Bucket Hashing Applications
Used in database indexing and situations where collisions are frequent but manageable.

Huffman Algorithm for Data Compression

Huffman algorithm is a greedy algorithm used for lossless data compression. It assigns variable-length binary codes to input characters, with shorter codes for more frequent characters, reducing the total number of bits needed to represent the data.

Steps of Huffman Algorithm

Calculate frequency of each character in the input.
Create leaf nodes for each character and build a priority queue (min-heap) based on frequencies.
Extract two nodes with the smallest frequencies and combine them into a new node with frequency equal to their sum.
Insert the new node back into the priority queue.
Repeat steps 3 and 4 until only one node remains — this becomes the root of the Huffman tree.
Assign binary codes by traversing the tree: left edge = 0, right edge = 1.

Huffman Example

Given characters with frequencies: A: 5, B: 9, C: 12, D: 13, E: 16, F: 45.

Combine smallest: A(5) + B(9) = 14
New frequencies: 14, 12, 13, 16, 45
Combine smallest: 12 + 13 = 25
New frequencies: 14, 16, 25, 45

Specialized Data Structures and Techniques

Sparse Matrix Representation

A Sparse Matrix is a matrix in which most of the elements are zero. Typically, if more than half of the elements are zero, the matrix is considered sparse.

Concept and Storage Efficiency

Storing all elements, including zeros, wastes memory. Special techniques store only the non-zero elements and their positions to save space.
Common storage methods include Coordinate List (COO) or Compressed Sparse Row (CSR) format.

Sparse Matrix Example

Consider a 4×4 matrix:

[0 0 3 0]
[0 0 0 0]
[0 7 0 0]
[0 0 0 0]

Here, only 2 out of 16 elements are non-zero.

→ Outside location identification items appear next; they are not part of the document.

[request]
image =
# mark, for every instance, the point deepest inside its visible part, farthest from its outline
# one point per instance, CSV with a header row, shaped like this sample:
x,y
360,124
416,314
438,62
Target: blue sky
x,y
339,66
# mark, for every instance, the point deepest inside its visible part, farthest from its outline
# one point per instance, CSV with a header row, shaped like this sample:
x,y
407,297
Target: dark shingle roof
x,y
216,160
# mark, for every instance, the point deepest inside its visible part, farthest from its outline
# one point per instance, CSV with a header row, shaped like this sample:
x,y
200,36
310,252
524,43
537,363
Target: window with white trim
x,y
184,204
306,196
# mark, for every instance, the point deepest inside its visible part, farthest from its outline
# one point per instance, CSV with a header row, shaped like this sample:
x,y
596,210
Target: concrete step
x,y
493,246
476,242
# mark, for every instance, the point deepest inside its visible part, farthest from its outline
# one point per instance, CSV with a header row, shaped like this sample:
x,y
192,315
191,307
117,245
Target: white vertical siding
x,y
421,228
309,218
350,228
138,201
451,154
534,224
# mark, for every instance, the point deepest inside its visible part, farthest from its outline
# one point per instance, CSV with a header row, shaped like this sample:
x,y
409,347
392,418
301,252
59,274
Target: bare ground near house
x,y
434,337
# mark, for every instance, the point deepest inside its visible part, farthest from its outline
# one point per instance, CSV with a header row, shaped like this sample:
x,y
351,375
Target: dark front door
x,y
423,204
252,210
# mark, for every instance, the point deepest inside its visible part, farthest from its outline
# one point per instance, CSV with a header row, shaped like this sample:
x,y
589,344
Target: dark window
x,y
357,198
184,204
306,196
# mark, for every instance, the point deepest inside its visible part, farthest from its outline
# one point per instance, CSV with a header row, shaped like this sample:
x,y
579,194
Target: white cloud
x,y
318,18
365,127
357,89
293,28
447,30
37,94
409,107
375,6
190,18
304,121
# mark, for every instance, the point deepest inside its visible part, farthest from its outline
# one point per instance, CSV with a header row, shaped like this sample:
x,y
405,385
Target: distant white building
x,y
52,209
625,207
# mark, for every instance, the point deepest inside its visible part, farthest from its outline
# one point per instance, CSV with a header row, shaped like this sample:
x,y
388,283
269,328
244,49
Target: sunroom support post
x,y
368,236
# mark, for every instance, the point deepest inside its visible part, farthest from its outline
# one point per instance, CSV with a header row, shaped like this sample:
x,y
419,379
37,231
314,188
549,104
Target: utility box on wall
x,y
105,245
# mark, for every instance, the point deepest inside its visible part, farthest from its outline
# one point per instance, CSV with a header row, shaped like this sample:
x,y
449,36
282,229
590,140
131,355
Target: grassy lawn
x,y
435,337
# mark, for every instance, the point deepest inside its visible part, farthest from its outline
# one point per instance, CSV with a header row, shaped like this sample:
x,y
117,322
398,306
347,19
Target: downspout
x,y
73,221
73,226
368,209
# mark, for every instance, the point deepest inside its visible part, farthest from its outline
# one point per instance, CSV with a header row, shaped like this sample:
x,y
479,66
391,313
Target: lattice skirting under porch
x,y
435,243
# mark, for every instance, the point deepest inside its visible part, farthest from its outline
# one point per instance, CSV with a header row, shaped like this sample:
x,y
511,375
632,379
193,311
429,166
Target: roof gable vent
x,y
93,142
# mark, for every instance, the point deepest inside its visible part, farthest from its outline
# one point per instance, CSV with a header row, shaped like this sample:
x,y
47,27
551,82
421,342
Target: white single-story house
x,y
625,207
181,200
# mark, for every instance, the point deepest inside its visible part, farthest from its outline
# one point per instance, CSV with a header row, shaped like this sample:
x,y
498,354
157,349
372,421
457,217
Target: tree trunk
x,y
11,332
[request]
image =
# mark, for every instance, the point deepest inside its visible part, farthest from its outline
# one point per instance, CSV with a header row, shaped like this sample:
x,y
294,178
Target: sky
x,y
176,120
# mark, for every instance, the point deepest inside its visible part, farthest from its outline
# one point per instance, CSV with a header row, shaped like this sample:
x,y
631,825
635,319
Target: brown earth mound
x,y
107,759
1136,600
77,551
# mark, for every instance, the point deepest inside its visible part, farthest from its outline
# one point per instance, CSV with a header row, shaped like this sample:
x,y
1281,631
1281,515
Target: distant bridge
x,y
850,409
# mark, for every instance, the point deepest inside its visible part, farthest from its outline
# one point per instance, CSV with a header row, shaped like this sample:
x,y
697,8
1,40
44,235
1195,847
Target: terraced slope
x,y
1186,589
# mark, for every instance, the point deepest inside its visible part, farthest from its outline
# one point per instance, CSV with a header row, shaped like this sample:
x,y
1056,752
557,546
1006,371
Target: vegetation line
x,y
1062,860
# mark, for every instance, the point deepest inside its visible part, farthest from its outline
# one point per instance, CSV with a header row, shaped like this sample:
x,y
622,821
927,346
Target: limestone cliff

Sparse Matrix Applications

Used in scientific computing, graph algorithms, and machine learning where large datasets often contain many zeros.

Recursion

Recursion is a programming technique where a function calls itself to solve a smaller instance of the same problem until it reaches a base case (a condition where the recursion stops).

Recursion Example

Calculating factorial of a number n:

factorial(n) = n * factorial(n-1), with factorial(0) = 1 (base case)

Demerits of Recursion

High Memory Usage: Each recursive call adds a new layer to the call stack, consuming more memory. This can lead to stack overflow if recursion is too deep.
Slower Execution: Function calls have overhead. Recursive solutions can be slower than iterative ones because of this overhead and repeated function calls.
Complex Debugging: Recursive code can be harder to debug and understand, especially if the recursion logic is complex.
Risk of Infinite Recursion: If the base case is not properly defined or reached, recursion can go on indefinitely, causing program crash.

Search Algorithm Comparison

Aspect	Linear Search	Binary Search
Definition	Searches elements sequentially one by one.	Searches by repeatedly dividing the sorted list in half.
Data Requirement	Works on both sorted and unsorted lists.	Requires the list to be sorted beforehand.
Search Method	Checks each element until target is found or list ends.	Compares target with middle element and narrows search to one half.
Time Complexity	O(n) — worst case, needs to check all elements.	O(log n) — efficiently halves search space each time.
Efficiency	Less efficient for large data sets.	Much more efficient for large, sorted data.
Implementation	Simple to implement.	Slightly more complex due to recursion or loop with indices.